To celebrate, now is the perfect time to revisit two popular episodes from two of the most influential comedies in the modern era, which both discussed Juneteenth. Donald Glover's Atlanta tackled it in 2016 while black-ish did an episode in 2018.
In the black-ish episode "Juneteenth," Dre (Anthony Anderson) isn't feeling it when Jack (Miles Brown) and Diane (Marsai Martin) have to participate in a school play about Christopher Columbus. Dre enlists Aloe Blacc at work to help him create a catchy song sung by The Roots to raise awareness for a holiday worth celebrating, Juneteenth. This results in a Hamilton-like episode featuring musical segments of the Johnsons as slaves waiting for the day they get to be free.

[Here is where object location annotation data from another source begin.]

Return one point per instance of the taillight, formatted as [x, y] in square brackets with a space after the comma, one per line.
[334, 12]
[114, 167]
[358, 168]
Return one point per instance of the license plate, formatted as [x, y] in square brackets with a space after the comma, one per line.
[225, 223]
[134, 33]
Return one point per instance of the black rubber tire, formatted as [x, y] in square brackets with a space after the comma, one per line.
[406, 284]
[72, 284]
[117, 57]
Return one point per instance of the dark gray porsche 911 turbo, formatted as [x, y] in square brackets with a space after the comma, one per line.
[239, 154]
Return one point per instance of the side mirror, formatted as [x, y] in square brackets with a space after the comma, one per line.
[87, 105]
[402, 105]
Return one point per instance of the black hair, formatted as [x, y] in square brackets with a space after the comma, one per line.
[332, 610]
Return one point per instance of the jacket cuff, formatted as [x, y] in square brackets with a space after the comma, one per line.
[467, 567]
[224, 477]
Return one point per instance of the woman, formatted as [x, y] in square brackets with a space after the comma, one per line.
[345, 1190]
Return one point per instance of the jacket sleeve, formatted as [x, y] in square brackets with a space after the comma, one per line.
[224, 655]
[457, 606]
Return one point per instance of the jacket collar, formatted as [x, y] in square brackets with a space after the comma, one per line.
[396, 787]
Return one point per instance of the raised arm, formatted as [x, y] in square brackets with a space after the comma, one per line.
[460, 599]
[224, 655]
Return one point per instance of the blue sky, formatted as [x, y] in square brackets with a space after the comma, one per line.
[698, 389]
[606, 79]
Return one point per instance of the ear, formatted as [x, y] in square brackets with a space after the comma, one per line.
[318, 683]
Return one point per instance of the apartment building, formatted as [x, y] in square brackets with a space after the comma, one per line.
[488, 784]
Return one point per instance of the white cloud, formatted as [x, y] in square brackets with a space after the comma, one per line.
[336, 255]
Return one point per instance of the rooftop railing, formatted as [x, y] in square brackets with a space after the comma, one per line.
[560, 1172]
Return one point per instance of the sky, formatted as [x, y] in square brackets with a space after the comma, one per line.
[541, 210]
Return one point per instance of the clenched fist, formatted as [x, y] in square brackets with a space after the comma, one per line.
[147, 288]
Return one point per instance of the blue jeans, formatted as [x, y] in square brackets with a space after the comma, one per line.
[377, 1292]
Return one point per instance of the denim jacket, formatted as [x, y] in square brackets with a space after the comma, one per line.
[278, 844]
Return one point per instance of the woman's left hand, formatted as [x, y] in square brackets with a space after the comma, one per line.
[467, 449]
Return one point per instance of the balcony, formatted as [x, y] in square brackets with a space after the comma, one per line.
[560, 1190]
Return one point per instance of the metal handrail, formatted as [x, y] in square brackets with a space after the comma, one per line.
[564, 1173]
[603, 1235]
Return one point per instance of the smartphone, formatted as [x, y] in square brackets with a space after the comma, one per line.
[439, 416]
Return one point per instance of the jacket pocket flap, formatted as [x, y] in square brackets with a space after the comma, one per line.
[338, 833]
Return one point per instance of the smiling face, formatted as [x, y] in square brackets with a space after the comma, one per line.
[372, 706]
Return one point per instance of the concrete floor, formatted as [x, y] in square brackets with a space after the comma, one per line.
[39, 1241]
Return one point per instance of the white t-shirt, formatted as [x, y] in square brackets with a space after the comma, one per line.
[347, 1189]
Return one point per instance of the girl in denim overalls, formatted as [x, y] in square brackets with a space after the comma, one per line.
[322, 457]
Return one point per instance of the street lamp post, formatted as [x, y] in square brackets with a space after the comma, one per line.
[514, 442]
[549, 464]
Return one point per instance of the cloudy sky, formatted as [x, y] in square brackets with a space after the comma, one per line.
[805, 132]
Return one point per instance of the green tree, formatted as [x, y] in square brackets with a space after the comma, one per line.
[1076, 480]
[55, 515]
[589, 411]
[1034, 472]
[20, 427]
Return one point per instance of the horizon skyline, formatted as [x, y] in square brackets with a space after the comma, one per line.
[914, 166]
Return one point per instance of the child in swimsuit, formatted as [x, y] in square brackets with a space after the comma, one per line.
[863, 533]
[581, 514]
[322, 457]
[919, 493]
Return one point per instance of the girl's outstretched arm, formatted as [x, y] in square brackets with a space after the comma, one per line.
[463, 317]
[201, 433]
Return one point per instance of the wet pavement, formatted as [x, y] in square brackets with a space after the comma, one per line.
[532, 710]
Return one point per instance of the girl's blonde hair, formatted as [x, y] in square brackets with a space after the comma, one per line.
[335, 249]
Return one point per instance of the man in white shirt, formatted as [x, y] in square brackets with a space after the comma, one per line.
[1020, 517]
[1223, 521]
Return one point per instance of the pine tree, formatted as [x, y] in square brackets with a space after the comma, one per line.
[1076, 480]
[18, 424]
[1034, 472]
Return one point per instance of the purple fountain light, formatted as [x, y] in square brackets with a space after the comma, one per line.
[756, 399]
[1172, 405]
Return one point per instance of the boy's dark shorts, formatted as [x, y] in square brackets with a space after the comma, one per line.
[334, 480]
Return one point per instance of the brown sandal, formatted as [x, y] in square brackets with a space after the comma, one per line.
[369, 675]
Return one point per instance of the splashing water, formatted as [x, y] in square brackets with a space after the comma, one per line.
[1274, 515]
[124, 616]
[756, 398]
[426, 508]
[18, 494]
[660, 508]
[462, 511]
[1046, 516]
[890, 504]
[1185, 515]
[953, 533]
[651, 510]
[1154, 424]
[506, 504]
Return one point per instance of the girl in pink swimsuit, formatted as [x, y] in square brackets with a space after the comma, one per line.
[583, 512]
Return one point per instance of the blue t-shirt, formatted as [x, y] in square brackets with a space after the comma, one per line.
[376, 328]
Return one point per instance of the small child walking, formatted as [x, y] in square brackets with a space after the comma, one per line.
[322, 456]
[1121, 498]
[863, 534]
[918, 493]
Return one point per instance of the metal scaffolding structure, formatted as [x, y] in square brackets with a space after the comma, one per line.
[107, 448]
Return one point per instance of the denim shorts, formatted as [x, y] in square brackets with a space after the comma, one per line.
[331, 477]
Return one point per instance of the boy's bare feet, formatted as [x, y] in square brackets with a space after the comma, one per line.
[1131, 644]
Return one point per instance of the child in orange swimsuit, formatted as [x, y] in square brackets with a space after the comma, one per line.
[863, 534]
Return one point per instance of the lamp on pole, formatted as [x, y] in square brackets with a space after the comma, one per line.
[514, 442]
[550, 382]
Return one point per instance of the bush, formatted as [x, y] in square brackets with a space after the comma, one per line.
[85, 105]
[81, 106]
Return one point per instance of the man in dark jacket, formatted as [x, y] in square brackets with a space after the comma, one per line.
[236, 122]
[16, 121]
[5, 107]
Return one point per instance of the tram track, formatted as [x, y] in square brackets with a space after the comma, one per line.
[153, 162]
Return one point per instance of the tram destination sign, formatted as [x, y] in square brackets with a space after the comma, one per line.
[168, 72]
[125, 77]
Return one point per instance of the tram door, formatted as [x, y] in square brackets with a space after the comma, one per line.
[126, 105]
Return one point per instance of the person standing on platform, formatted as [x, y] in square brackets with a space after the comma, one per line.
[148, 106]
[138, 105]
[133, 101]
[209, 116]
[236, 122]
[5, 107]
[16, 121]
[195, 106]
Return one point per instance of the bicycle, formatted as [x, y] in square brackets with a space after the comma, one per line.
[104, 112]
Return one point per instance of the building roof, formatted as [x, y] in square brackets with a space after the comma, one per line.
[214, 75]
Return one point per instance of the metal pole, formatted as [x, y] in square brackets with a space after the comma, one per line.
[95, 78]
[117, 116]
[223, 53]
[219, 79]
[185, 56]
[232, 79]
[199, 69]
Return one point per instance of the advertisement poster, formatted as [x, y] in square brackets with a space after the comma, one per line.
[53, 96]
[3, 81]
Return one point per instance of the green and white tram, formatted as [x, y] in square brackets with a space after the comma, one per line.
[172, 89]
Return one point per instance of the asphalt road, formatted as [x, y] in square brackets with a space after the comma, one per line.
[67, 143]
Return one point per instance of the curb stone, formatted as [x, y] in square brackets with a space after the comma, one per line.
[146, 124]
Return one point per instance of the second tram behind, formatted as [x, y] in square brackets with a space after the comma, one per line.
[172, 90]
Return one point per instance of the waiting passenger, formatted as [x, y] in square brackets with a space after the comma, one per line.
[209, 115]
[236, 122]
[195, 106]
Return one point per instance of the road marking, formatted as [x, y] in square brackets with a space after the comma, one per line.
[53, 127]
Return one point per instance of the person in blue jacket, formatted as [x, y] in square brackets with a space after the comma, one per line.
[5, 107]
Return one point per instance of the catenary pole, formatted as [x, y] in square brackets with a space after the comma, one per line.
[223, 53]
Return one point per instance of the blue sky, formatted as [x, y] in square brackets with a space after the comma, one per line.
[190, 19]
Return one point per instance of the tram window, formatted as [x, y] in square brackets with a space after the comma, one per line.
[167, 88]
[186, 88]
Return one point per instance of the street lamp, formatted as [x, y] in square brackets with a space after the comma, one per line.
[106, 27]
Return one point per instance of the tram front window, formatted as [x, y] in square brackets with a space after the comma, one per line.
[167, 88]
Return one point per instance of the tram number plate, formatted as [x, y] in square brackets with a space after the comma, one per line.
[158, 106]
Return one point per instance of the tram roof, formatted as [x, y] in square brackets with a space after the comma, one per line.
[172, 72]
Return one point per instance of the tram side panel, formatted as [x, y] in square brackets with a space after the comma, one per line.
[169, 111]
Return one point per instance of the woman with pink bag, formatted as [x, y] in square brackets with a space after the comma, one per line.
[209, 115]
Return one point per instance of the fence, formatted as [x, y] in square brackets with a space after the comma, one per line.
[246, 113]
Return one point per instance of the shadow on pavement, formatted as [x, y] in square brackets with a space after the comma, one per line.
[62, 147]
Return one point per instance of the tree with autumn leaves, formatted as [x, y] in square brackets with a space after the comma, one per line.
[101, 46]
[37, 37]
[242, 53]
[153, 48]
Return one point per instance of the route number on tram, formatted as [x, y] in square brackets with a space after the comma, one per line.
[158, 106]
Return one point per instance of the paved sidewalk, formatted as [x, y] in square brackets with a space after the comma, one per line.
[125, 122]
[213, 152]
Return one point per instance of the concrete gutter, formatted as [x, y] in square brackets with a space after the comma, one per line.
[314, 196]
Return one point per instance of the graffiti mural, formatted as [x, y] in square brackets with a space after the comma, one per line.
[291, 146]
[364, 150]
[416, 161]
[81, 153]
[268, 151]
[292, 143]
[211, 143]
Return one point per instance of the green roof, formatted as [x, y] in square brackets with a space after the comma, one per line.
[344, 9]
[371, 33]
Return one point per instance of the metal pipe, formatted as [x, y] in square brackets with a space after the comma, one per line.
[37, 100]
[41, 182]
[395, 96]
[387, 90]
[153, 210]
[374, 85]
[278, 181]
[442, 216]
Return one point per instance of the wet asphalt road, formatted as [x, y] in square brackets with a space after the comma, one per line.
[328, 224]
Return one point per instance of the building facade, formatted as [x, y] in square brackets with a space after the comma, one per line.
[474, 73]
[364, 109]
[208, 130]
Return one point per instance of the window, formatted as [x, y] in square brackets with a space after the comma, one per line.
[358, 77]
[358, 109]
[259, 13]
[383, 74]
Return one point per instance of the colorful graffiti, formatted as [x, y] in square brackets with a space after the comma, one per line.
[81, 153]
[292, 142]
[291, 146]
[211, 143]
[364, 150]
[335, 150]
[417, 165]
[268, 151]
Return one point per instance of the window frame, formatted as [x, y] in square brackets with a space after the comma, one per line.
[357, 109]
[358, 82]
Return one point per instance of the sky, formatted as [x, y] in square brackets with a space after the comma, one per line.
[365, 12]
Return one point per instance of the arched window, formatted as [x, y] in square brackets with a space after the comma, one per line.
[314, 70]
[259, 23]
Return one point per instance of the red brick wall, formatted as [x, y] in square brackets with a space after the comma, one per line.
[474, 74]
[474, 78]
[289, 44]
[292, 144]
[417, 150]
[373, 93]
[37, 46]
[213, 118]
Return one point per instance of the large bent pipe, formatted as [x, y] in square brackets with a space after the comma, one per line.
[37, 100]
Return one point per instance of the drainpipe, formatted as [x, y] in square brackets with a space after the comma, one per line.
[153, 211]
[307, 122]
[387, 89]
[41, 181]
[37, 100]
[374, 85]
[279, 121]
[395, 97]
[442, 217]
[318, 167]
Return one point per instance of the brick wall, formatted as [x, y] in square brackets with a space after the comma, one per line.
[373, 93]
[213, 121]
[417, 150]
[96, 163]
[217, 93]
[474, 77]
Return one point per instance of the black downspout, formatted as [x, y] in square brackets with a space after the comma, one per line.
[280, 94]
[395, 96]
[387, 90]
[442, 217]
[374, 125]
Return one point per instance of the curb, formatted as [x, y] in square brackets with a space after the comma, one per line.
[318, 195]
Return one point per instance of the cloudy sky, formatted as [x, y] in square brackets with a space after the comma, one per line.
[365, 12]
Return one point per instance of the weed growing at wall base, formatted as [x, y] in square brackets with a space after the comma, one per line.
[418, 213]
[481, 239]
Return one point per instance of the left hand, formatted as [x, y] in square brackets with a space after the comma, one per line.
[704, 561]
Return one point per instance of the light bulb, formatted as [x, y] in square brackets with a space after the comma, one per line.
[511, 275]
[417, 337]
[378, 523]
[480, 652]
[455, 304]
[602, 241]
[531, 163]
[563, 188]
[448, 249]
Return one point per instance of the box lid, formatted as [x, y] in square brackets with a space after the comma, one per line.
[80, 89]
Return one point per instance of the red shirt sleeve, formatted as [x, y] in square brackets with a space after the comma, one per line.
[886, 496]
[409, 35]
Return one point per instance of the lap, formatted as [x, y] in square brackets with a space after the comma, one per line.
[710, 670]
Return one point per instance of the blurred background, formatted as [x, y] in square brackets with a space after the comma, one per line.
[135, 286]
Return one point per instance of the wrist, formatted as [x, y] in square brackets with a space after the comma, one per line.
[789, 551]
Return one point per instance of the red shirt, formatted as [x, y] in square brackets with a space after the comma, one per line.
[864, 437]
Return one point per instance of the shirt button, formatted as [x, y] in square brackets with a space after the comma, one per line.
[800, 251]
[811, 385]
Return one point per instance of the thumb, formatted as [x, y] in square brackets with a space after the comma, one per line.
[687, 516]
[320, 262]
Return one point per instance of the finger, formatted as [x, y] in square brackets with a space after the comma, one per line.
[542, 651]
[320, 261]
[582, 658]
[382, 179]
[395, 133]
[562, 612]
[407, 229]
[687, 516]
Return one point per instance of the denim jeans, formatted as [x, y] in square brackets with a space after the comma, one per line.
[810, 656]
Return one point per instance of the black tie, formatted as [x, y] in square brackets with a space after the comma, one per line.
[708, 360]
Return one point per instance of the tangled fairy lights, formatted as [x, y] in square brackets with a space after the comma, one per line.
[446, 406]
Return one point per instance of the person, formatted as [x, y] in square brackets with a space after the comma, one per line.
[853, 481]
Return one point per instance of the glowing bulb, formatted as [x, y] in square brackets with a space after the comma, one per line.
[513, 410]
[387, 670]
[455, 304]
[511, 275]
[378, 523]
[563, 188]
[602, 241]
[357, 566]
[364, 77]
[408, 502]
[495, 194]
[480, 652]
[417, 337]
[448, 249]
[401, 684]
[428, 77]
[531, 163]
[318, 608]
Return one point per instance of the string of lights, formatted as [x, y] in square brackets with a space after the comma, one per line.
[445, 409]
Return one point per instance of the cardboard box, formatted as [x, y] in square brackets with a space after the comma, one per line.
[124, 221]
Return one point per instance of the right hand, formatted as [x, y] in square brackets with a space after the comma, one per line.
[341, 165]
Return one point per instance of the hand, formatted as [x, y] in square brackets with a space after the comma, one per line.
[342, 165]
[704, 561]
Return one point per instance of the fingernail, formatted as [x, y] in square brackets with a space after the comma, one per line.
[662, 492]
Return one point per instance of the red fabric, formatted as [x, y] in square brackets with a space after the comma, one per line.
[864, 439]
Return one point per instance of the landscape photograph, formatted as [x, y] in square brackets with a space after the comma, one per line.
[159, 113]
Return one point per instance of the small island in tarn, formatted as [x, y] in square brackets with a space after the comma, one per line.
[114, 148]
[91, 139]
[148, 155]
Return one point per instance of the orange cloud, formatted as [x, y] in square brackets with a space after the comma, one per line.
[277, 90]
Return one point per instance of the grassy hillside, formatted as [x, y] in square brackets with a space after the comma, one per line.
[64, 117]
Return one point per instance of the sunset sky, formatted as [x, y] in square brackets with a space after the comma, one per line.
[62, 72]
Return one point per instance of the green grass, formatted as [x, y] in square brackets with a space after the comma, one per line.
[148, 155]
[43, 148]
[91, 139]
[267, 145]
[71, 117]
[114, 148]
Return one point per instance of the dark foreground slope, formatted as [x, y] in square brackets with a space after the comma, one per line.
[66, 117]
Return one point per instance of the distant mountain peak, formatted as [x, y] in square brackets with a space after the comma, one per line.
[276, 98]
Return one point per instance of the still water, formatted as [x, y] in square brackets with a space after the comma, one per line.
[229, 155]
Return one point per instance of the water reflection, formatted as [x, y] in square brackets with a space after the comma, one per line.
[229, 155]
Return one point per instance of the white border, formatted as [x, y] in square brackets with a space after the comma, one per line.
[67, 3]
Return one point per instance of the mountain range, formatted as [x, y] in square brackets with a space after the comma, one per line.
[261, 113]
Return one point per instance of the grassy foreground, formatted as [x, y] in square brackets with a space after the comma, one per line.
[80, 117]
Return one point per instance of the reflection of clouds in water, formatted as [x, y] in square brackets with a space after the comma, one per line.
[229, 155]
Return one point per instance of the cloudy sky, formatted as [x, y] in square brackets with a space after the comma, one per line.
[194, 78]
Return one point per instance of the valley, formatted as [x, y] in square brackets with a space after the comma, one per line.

In an interview with Entertainment Weekly, creator Kenya Barris talks about the making of the episode. "Maybe if the country, together, celebrated the end of something on a yearly basis, that would bring a lot more peace and solidarity between a country that’s so clearly still split. But to celebrate that makes people feel that you have to acknowledge that it was real, and you have to acknowledge it was wrong, bigger than the moral sense of it; you have to acknowledge that it was wrong as a human rights violation — one of the grossest examples of a human rights violation in the history of mankind." The musical episode also featured a Schoolhouse Rock-esque skit about slavery, featuring The Roots, called "I'm Just a Slave."
In Atlanta's episode, also called "Juneteenth," Van (Zazie Beetz) and Earn (Donald Glover) go to a Juneteenth party that Van believes would be a great networking opportunity for her. The party is hosted by optometrist Craig and his wife Monique, who happens to be Black. It's Craig's obsession with Blackness that makes the party uncomfortable. Not only has he married a Black woman, but he's infiltrated himself into Black culture by idolizing Malcolm X and pledging a Black fraternity. He even goes as far as to badger Earn about visiting "the motherland."
Ironically, Craig speaks about appropriation as if he's not doing the same thing as himself. But as much as the episode skewers "woke" whiteness, it also provides a way for the show to examine broken relationships. There's the broken one between Van and Earn as they figure out how to co-parent and as Van figures out how to make money after being fired from her job. But there's also the strained relationship between Monique and Craig. Whether Craig realizes it or not, Monique is not happy in their relationship since she's fully aware of Craig's Black fetish. But, as she tells Van, she's looking out for her money more than her marriage.
Both episodes tackle Juneteenth in different ways, but they both put the day in the spotlight so their viewers can get educated about this moment in American history.